A while back my husband mentioned a TED talk that he thought might capture my interest. He was correct. One of the many pearls of wisdom that reading Joseph Hubertus Pilates: The Biography left me with was the description of the atmosphere of the Pilates’s studio. It was apparently a serious place with a singular focus: exercising the body. I believe that it was Joe and Clara’s passionate enthusiasm for their work that created this environment of intense and singular focus. As I was considering this idea, I thought about Jay Grimes’s stories of trembling his way out of a lesson with Joe and / or Clara, and of my similar experience in working with Romana. While I believe that much of our common experience can be attributed to the people involved, my recent read has me thinking that the environment is due some credit as well. And so it seems that I’ve stumbled upon yet another reason to hold my tongue in my Pilates studio: we can each put our best effort toward creating an environment infused with focus and passion in which to practice Pilates by refraining from speaking anything but the most essential information pertaining to the work at hand. I’m pretty sure that we’ll make some interesting discoveries in doing so. And I admit that it will be a big challenge for me, a person blessed with the gift of the gab.
There are some other aspects of Scher’s talk that I think bear mentioning. Starting with some thoughts on the joy of work for work’s sake. Back in my twenties, I had a brief stint of sewing for money. I quickly discovered that I would never be adequately compensated for my efforts. Sewing for me is a pleasure and I must preserve that aspect of my hobby by keeping money out of the equation. (Back then I managed this by naming a price and not worrying about how that related to how much time I spent on any given project.) There is something to be said for engaging in a creative endeavor for the pure joy that the work brings us. For those of us that do something creative for money, I believe that it is all the more important to have some other creative outlet for its own sake.

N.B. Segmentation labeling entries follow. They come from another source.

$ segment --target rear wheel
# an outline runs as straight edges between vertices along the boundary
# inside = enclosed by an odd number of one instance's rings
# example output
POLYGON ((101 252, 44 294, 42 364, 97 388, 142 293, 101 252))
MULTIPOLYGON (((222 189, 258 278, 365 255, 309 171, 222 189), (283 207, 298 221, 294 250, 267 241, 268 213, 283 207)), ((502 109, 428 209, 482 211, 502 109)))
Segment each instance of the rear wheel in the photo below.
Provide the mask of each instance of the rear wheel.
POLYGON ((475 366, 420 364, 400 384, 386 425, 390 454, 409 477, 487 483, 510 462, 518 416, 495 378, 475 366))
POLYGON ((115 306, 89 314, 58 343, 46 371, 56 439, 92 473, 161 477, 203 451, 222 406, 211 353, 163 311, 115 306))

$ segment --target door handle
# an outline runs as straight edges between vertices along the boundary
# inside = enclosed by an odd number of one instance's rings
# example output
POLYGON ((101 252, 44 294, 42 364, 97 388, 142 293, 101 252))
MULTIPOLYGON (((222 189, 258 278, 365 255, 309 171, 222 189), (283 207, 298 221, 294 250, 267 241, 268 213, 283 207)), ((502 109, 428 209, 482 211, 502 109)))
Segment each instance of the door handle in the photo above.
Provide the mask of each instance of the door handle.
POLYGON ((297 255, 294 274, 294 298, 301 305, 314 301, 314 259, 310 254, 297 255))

Lastly, rolling around in my head is the notion that consistently cultivating serious engagement is something of a fountain of youth. There is a particular benefit to ignorance and I believe that Scher has done a fine job of identifying it. With a practice such as Pilates that only deepens with time and therefore requires years of investment to experience all the potential returns, I believe that her insight bears frequent consideration. I’ve noticed that with Pilates and with teaching Pilates, remaining curious leaves me open to new possibilities. The more sure I am of what I know, the less likely I am to be curious. And so it would seem that cultivating a lifelong sense of being a student is a good strategy for remaining serious in what I do. The alternative, being all-knowing and having no sense of my own ignorance, is nearly impossible anyway. So I’ve got that going for me.
Today I say thanks to Paula Scher for the reminder: there’s a good case to be made for being serious.